Looking for suggestions or reviews on away training courses on the east coast. We are based in Washington, DC and would preferably like something close but we are willing to travel if necessary. Most of the courses I am finding on my online search are 2-3 week away courses which is what I am looking for. I was wondering if anyone has any experience or trainers they recommend? I currently have a 5 month male golden retriever. I would like to wait until after the holidays when he is 6-7 months old before sending him. As most goldens, he is very intelligent. We taught him sit, down, stay, center, go to crate, go to bed, shake, etc all on our own without much effort honestly. The thing he struggles with is "come". Unless I have a treat in my hand he will act like he doesn't know what that means.

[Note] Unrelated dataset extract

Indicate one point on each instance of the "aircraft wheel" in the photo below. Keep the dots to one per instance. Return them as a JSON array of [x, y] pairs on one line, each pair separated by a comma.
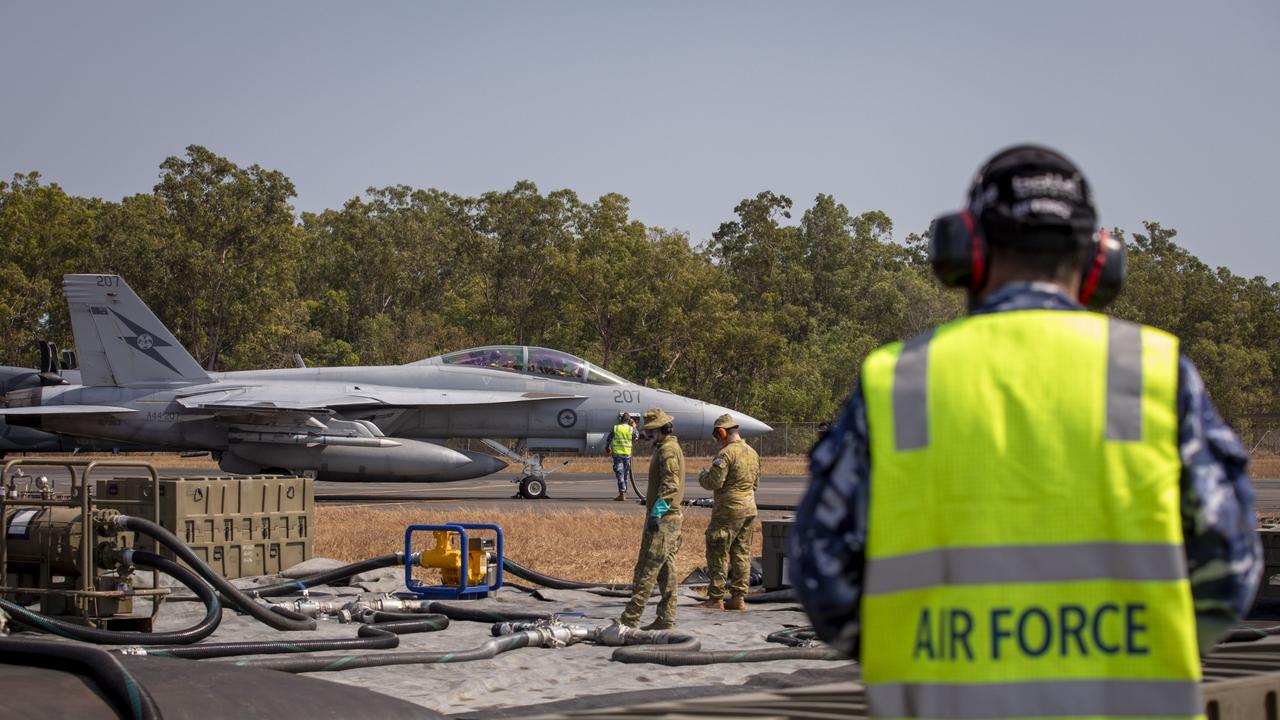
[[533, 487]]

It makes me extremely nervous living in a busy city to have anything but an exceptionally well behaved dog. I am looking for a course that will deliver this as well as reinforce what he has already been taught. So if anyone out there can share their expertise that would be amazing!


----------



## Tagrenine (Aug 20, 2019)

Contini said:


> Looking for suggestions or reviews on away training courses on the east coast. We are based in Washington, DC and would preferably like something close but we are willing to travel if necessary. Most of the courses I am finding on my online search are 2-3 week away courses which is what I am looking for. I was wondering if anyone has any experience or trainers they recommend? I currently have a 5 month male golden retriever. I would like to wait until after the holidays when he is 6-7 months old before sending him. As most goldens, he is very intelligent. We taught him sit, down, stay, center, go to crate, go to bed, shake, etc all on our own without much effort honestly. The thing he struggles with is "come". Unless I have a treat in my hand he will act like he doesn't know what that means. It makes me extremely nervous living in a busy city to have anything but an exceptionally well behaved dog. I am looking for a course that will deliver this as well as reinforce what he has already been taught. So if anyone out there can share their expertise that would be amazing!


Hi there!

I'm not a -huge- fan of these training camps because a big part of training is training you - the owner  Many many of these places use an ecollar to reinforce most of their behaviors and then send the owner home with an ecollar conditioned dog. Which may or may not be a bad thing, but it does take away from teaching you how to train these behaviors and reinforce them without the ecollar. I personally would find a local obedience class you can attend and tell your trainer exactly what you're having trouble with. It takes a lot of patience to train these behaviors, especially come


----------



## cwag (Apr 25, 2017)

I totally agree with Tagrenine. I would never want to put a puppy in an away from home training program. Learning to work together with your dog is so bonding and fun. I would have a private trainer come in and work with me before I would send a pup away.


----------